Method FID ↓ Aesthetic ↑ Motion Pres. ↓ CLIP ↑ User Pref. (Ours %) Time ↓
TC+IC-Light / 0.573 6.558 0.976 88~92 3.25 min
TC+LAV 138.89 0.574 4.327 0.986 84~89 4.33 min
LAV+TC 144.61 0.596 5.027 0.987 85~89 4.33 min
TL-Free 122.73 0.595 3.356 0.987 88~89 5.50 min
Ours 101.06 0.623 2.007 0.989 / 1.83 min

Evaluation using real in-the-wild videos as ground truth (GT): Ours achieves PSNR 13.96 / SSIM 0.582 / FVD 45.91, outperforming the strongest baseline TL-Free.

Ablation Study

Ablation Item FID ↓ Aesthetic ↑ Motion Pres. ↓
(b.i) w/o Fine-grained light cues 143.02 0.602 2.242
(b.ii) w/o Global light control 103.13 0.612 2.348
(c.ii) Relight all frames 71.10 0.571 4.238
(c.iii) w/o Soft mask 148.51 0.545 2.879
Ours 101.06 0.623 2.007

Key Findings

  • Fine-grained lighting cues are vital: Removing them causes FID to spike from 101 to 143.
  • "Relighting one frame" outperforms "Relighting all frames": While relighting all frames (c.ii) yields lower FID, the Motion Preservation score (4.238) indicates broken temporal consistency. This validates the "sparse relighting + point cloud propagation" strategy.
  • Soft masks are indispensable: Without them, lighting domains interfere, leading to an FID of 148.51.

Highlights & Insights

  • Depth Reuse is a masterstroke: Borrowing the source video's depth for the relit point cloud perfectly aligns the relit content with the original geometry, serving as the hidden pivot for decoupling.
  • Transforming scarcity into "reversible degradation": Light-Syn's inverse mapping is an elegant solution to the lack of paired data, allowing for clean supervision from high-quality target videos.
  • High Efficiency: As a diffusion-based method, it is surprisingly faster than combined baselines (1.83 min vs 3~5.5 min) because joint control is handled in one step, avoiding serial overhead.

Limitations & Future Work

  • Dependency on single-image relighting priors: If IC-Light fails in a specific scene, the quality of the generated video suffers.
  • Geometric constraints of point clouds: Inaccurate depth estimation leads to artifacts; sparse 3D cues make 360° movements difficult to handle.
  • Long-video generation: Authors look toward stronger backbones (e.g., Wan2.1) and techniques like Diffusion Forcing to extend video length and improve fine details.
  • Unified Path: Light-X bridges video relighting (focusing on light, not camera) and camera-controllable generation (focusing on geometry, not light).
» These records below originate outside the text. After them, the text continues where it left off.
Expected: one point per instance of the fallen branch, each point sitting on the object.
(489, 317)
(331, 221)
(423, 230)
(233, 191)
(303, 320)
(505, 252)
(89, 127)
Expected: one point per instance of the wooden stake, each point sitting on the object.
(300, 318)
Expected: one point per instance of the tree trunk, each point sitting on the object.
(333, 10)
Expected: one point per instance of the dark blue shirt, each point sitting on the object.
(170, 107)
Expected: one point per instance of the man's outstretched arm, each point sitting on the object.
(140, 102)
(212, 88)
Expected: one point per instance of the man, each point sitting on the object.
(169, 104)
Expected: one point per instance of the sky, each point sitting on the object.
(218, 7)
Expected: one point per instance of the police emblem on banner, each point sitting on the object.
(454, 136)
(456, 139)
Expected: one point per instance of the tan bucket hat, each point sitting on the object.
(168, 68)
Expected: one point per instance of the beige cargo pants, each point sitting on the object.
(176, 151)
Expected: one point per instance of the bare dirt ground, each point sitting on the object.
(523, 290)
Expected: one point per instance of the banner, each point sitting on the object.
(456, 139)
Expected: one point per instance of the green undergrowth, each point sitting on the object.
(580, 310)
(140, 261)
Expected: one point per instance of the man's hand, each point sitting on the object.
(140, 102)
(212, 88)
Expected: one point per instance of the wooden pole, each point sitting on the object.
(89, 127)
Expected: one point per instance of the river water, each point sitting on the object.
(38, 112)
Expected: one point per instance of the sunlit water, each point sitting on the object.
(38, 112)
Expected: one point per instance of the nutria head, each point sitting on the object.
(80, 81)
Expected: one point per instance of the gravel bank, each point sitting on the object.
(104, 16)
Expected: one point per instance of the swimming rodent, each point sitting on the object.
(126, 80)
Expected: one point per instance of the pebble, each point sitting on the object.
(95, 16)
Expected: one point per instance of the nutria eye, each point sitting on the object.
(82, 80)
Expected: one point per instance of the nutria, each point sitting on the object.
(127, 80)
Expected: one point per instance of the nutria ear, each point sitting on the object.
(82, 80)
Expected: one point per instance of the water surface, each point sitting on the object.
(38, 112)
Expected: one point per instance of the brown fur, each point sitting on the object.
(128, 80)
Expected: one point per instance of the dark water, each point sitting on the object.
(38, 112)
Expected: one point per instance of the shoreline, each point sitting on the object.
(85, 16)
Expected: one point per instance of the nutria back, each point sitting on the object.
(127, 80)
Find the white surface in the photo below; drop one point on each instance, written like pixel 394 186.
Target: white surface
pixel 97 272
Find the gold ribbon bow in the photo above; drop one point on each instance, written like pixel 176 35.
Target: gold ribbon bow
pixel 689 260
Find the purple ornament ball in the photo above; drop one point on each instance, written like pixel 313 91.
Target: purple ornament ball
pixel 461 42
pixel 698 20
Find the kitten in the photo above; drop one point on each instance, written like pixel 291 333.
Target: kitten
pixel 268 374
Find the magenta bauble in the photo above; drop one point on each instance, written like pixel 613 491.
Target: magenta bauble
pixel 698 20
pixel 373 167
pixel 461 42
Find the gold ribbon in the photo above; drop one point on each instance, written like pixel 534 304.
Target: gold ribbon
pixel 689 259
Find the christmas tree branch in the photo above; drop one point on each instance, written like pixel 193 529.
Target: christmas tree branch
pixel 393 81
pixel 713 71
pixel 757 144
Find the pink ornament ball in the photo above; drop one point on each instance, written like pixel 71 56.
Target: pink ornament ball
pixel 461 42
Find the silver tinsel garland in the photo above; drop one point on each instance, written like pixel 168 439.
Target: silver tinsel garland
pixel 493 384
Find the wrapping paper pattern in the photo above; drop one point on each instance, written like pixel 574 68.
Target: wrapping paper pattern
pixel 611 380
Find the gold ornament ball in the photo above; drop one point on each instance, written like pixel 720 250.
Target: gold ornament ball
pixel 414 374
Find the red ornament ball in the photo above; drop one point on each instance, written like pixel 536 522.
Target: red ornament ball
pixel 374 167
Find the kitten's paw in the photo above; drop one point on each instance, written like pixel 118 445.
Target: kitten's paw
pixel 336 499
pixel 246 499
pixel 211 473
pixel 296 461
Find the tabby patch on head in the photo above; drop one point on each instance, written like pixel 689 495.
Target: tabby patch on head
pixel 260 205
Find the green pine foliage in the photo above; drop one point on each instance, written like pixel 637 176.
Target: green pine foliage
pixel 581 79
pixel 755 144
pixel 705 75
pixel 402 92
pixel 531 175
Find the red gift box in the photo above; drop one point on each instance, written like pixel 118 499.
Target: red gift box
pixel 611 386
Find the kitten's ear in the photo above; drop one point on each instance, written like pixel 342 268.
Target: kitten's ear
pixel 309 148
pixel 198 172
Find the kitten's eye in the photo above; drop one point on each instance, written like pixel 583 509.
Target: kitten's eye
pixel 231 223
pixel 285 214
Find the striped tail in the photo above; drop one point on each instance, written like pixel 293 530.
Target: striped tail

It proves that explicit point cloud conditions in a geometrically aligned space can carry both dimensions.
  • Insight for Controllable Generation: When factors are hard to model jointly, rendering them into explicit, fine-grained, spatially aligned cues is often more effective than relying on abstract latent embeddings.

Rating

  • Novelty: ⭐⭐⭐⭐⭐ First to unify camera and light control; original dual point cloud decoupling and Light-Syn pipeline.
  • Experimental Thoroughness: ⭐⭐⭐⭐ Comprehensive testing across various relighting modes and thorough ablation.
  • Writing Quality: ⭐⭐⭐⭐ Clear motivation and logical self-consistency.
  • Value: ⭐⭐⭐⭐ Significant for AR/VR and post-production by providing a unified framework for re-rendering real footage.